La frase più amata da noi italiani, per difenderci da ogni legittima critica, da ogni tentativo di chi, sottolineando lo sfacelo della nostra situazione, cerchi di evidenziare le nostre (collettive) responsabilità, è “gli altri fanno peggio”. Come se il fatto che, cito l’America prima che lo facciate voi, lanci i droni, faccia apparire meno grave il fatto che da noi, per esempio, la mafia controlli buona parte del paese, contribuendo a rendere quasi impossibile la nostra ripresa.

“Gli altri fanno peggio”. Non c’è critica che venga mossa all’Italia, seppur fondata e palese, che riesca a innestare una riflessione. Un’autocritica. E soprattutto che ci “illumini d’immenso” facendoci capire che nessun cambiamento, nessuna trasformazione, nessun miglioramento è possibile senza che noi, singolarmente, ci rimbocchiamo le maniche e ne diventiamo parte. Giorno per giorno. Noi, quelli che è sempre “colpa degli altri”. 

Così assistiamo (io personalmente inorridita) alle volgari querelles tra Diego Della Valle e John Elkann, due signori che dovrebbero occuparsi e preoccuparsi solo ed esclusivamente del disastro in cui ci muoviamo, mantenendo – almeno loro – decoro e dignità. Assistiamo anche alle ingenue esternazioni dell’amministratore delegato della Fiat che dice cose che – ahimè – in un altro paese nessuno avrebbe nemmeno ascoltato, ma che in Italia suonano come un offesa dal momento che non esiste un sistema di merito che permetta – nonostante la violenza della crisi – a chi ha le qualità, di avere ambizione. Il signor Elkann sa bene, e lo sa, che altrove le ambizioni sono pane quotidiano e spinta propulsiva dell’economia; da noi, sono guardate come la patetica follia di giovani irresponsabili. Lo so, perché io sono stata e sono persona di grandi ambizioni. Infatti, sono andata via.
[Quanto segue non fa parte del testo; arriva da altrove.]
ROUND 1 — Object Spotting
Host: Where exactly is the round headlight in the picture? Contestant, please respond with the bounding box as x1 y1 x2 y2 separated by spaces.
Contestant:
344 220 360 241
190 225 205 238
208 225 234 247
Assistiamo, limitandoci a “rivoluzioni da social”, a tutto ciò inerti e indifferenti, credendo, peraltro, che il tutto non abbia a che fare con la nostra condizione avvilente e preoccupante. E se arriva una critica si dice “gli altri fanno peggio” o “tutto il mondo e’ paese”. Ripeto come se, laddove fosse vero e non lo è, ciò bastasse a farci stare meglio. A cancellare la miseria in cui ci muoviamo: miseria economica e dunque morale.

Per questo, i sostenitori del M5S – quelli che tante legittime speranze avevano riposto in questo movimento – guardando il siparietto Renzi/Grillo, diranno, per forza di cose, “è colpa degli altri se Grillo è costretto a comportarsi così”. 

Ecco, è colpa degli altri se alla crisi della democrazia si risponde con la negazione della democrazia; se alla difficoltà delle istituzioni si risponde con il vilipendio delle istituzioni e se all’assenza di programmi forti e convincenti si risponde con l’esibizione del nulla vestito da slogan, che nemmeno nelle piazze negli anni 70.

E’ colpa degli altri. E quando ci ritroviamo tutti italiani, in qualche raro momento, tipo quando si gioca a calcio, allora è colpa degli americani, o colpa dei tedeschi e, ovviamente, colpa degli immigrati. E dei gay che vogliono sposarsi. E degli stipendi di Fazio e della Litizzetto. E di un inverno che non è mai apparentemente arrivato consentendoci di illuderci che sia già primavera.